Władze od wielu miesięcy próbują ściągnąć emigrantów do Polski. Najpierw szumnie ogłoszono rządową akcję "Powroty", a w styczniu rozpoczęła się kampania "12 miast". Co miesiąc do Londynu jeżdżą przedstawiciele największych polskich miast i prezentują swoją ofertę dla emigrantów. Grzegorz Małkiewicz, który mieszka w Londynie od ponad 20 lat, wziął udział w dwóch takich prezentacjach: Szczecina i Poznania. "To były po prostu miłe i sympatyczne spotkania w dużym, pięknym hotelu. Tylko tyle" - mówi. "Prezydenci chwalili się muzeami i imprezami. Szkoda tylko, że nie zaprosili przedstawicieli brytyjskich organizacji turystycznych, bo może wtedy byłby z tego jakiś pożytek" - kwituje.

Reklama

Jako pierwszy 11 stycznia emigrantom zaprezentował się Szczecin. Na wyjazd sześciu przedstawicieli do brytyjskiej stolicy miasto wydało 160 tys. zł, a akcję promocyjną uznano za wielki sukces. Kilka tygodni później w lokalnej prasie ukazał się jednak list rozżalonej mieszkanki do prezydenta Szczecina: "Po co wizyty, nagabywania do powrotu? (...) W Wielkiej Brytanii może jest bardziej wietrznie i deszczowo, ale nawet sprzątacz jest w stanie utrzymać się ze swojego wynagrodzenia (...). Nie ma Pan zbyt wiele do zaoferowania naiwnym, którzy powrócili. Za wyjątkiem frustracji, zgorzknienia i stanów depresyjnych spowodowanych lękiem o jutro. Ogromnie żałuję decyzji o powrocie" - napisała kobieta. Rzecznik urzędu miasta Piotr Landowski odpiera te zarzuty. "Zaoferowaliśmy 700 miejsc pracy dla informatyków i finansistów" - mówi.
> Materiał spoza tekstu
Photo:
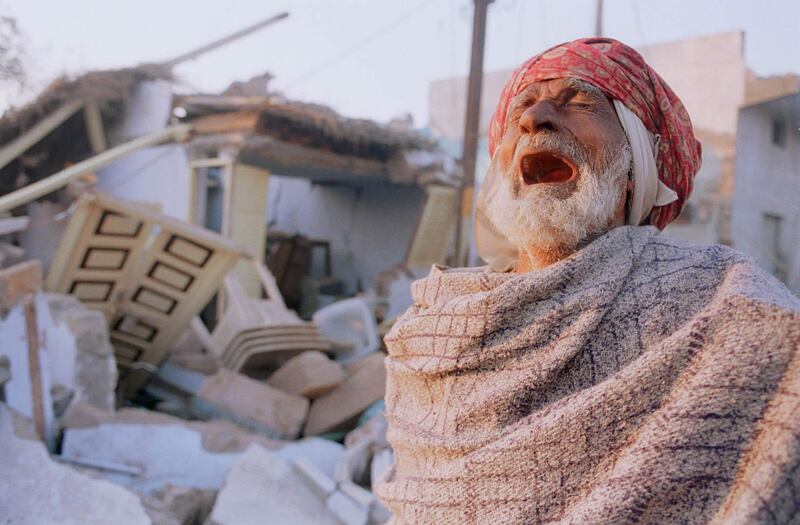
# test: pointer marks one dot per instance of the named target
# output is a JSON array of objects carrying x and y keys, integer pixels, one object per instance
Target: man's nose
[{"x": 538, "y": 117}]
Postanowiliśmy sami sprawdzić, jaka jest oferta samorządów dla emigrantów.

Bydgoszcz: "No tak. Media piszą o akcji. Ale w rzeczywistości nie mamy żadnej specjalnej oferty dla emigrantów".

Białystok: "W tej chwili nie ma pani Moniki, a najlepiej byłoby z nią rozmawiać. Bo my wybieramy się do Londynu dopiero w grudniu".
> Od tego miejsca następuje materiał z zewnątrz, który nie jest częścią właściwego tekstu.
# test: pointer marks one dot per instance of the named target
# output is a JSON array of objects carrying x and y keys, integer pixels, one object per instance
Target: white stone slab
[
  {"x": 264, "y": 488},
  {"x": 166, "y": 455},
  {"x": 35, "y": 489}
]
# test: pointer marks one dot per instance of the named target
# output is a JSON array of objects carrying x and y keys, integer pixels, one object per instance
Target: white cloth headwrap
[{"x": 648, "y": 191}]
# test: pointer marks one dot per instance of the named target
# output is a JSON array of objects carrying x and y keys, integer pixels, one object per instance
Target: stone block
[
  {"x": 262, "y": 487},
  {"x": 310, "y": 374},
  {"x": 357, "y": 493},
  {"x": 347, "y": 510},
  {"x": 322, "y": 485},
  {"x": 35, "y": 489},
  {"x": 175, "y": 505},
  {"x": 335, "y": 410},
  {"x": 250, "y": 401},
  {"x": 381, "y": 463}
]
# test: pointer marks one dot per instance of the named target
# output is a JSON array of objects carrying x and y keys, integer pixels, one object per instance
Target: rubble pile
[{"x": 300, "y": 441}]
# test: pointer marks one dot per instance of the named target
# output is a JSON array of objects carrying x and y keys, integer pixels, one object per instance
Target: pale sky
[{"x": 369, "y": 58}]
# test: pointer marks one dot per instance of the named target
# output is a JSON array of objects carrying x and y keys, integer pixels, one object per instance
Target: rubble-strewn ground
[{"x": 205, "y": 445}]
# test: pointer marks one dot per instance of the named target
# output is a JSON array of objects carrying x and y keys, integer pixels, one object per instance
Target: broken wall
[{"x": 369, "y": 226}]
Wrocław: "Mimo najszczerszych chęci chciałabym pani pomóc, ale nie mam pojęcia jak".

Szczecin: "Ciężko będzie z pracą".

Reklama

Promyczek nadziei pojawił się, kiedy zadzwoniliśmy do urzędu miasta w Katowicach. "Katowice to fantastyczny wybór!" - śmieje się do słuchawki Jakub Jarząbek z działu promocji. "Pomożemy w zakupie mieszkania, znalezieniu pracy i założeniu działalności gospodarczej" - wylicza. Czar jednak pryska, gdy dzwonimy do katowickiego urzędu pracy. "Niestety. Mam tylko ofertę dla osoby ze średnim wykształceniem w charakterze recepcjonisty" - uprzejmie informuje urzędniczka.
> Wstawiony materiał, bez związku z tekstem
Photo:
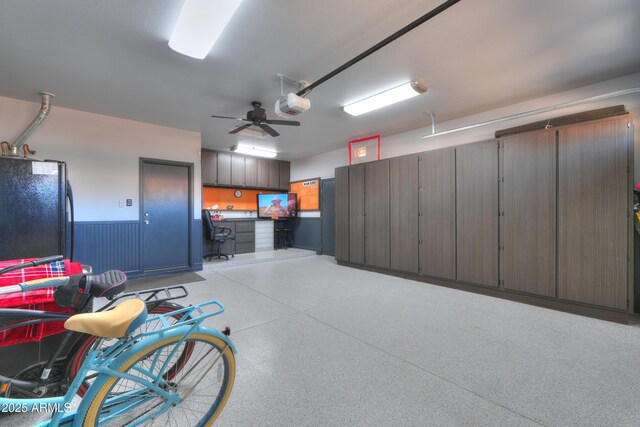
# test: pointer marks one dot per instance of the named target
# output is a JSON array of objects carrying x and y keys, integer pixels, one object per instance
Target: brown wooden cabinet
[
  {"x": 403, "y": 221},
  {"x": 528, "y": 212},
  {"x": 283, "y": 176},
  {"x": 274, "y": 174},
  {"x": 356, "y": 213},
  {"x": 263, "y": 173},
  {"x": 209, "y": 167},
  {"x": 342, "y": 214},
  {"x": 437, "y": 198},
  {"x": 250, "y": 171},
  {"x": 237, "y": 170},
  {"x": 477, "y": 213},
  {"x": 594, "y": 188},
  {"x": 377, "y": 214},
  {"x": 224, "y": 168},
  {"x": 541, "y": 217}
]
Pomysłodawcą programu "12 miast" jest Stowarzyszenie Polaków w Wielkiej Brytanii Poland Street. "Chcieliśmy, żeby lokalni politycy pokazali, co rzeczywiście mają do zaoferowania Polakom na Wyspach. Jeśli nie mają nic, to też jest ważna informacja. Choćby dlatego, że może kogoś odwieść od powrotu w ciemno" - tłumaczy Wojciech Ostrowski. Kilka tygodni temu stowarzyszenie przestrzegało przed pochopnym podejmowaniem decyzji w sprawie powrotu do kraju.